Comment by krainboltgreene

4 days ago

It's incredibly unfair that you get to just lie online or worse that you actually believe what you're saying.

What exactly is the lie?

US is 5th globally in spending per student. I actually thought it was #1 and initially said that but then corrected it after double checking.

  • Literally look at any education chart and it's straight up better than wage growth for the last 70 years.

    Further, the statement is about as nuanced as "the universe is just atoms". For example, I come from New Orleans where since Katrina they have effectively been 100% Charter schools (that's privatized). It has been a total disaster as not only did it not change literally any statistic for the better, it totally wrecked the local policy atmosphere. Now that shit is in 30 other states.
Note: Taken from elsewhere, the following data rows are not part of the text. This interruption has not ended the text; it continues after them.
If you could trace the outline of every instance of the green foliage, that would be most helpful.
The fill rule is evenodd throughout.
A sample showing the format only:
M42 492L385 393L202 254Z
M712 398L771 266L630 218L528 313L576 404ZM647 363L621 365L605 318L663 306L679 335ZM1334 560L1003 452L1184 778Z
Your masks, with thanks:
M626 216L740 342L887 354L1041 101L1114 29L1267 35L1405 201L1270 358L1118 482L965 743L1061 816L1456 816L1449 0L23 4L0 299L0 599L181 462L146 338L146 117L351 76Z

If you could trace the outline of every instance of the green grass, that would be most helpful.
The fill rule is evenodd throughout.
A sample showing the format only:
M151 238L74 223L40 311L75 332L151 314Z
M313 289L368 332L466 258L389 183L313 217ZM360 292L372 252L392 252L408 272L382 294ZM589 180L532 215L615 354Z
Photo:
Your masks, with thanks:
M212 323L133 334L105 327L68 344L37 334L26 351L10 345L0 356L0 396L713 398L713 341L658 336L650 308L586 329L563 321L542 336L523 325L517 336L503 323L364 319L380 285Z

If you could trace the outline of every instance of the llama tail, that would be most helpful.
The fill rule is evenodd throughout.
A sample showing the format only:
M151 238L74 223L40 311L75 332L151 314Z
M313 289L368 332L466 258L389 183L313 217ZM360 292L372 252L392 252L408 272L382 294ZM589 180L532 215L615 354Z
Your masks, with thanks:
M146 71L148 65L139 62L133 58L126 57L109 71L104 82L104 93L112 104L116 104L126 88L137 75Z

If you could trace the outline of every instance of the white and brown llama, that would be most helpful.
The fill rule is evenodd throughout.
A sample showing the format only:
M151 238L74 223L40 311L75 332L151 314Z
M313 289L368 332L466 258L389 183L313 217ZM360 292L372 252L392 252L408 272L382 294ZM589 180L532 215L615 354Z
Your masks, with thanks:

Those "schools" get the same amount of funding (sometimes more!) and are worse in literally every meaningful measurement for society.

    That's the lie.

    • What measurements show the charter schools are worse?

      Locals demand charter schools when the existing schools are already failing but the politics of a larger district make it impossible to meaningfully change anything.

      It’s been a couple of years since I looked into Louisiana’s charters. When I last looked most of what I saw was political propaganda (from both proponents and opponents).

      EDIT: I looked into it. Charters appear to experience the same performance spread (approximately) as district schools where negative performance is primarily associated with poverty.

      And that makes the point…school funding is not the problem. The environment outside of school for the child is the problem. Pumping money into the schools isn’t going to get the benefit because it can’t affect outside factors. Money is better allocated elsewhere.

      Relevant excerpt:

      > Older studies align with this nuance: A 2013 analysis found 86% of Louisiana charters outperforming peers in reading/math, with spillover benefits. But a 2023 legislative audit linked poor results to poverty—71% of students are economically disadvantaged statewide, and concentrations above 80% predict lower scores. Notably, 85 of 138 rated charters earned D’s or F’s, and some high performers enrolled fewer low-income students than legally required.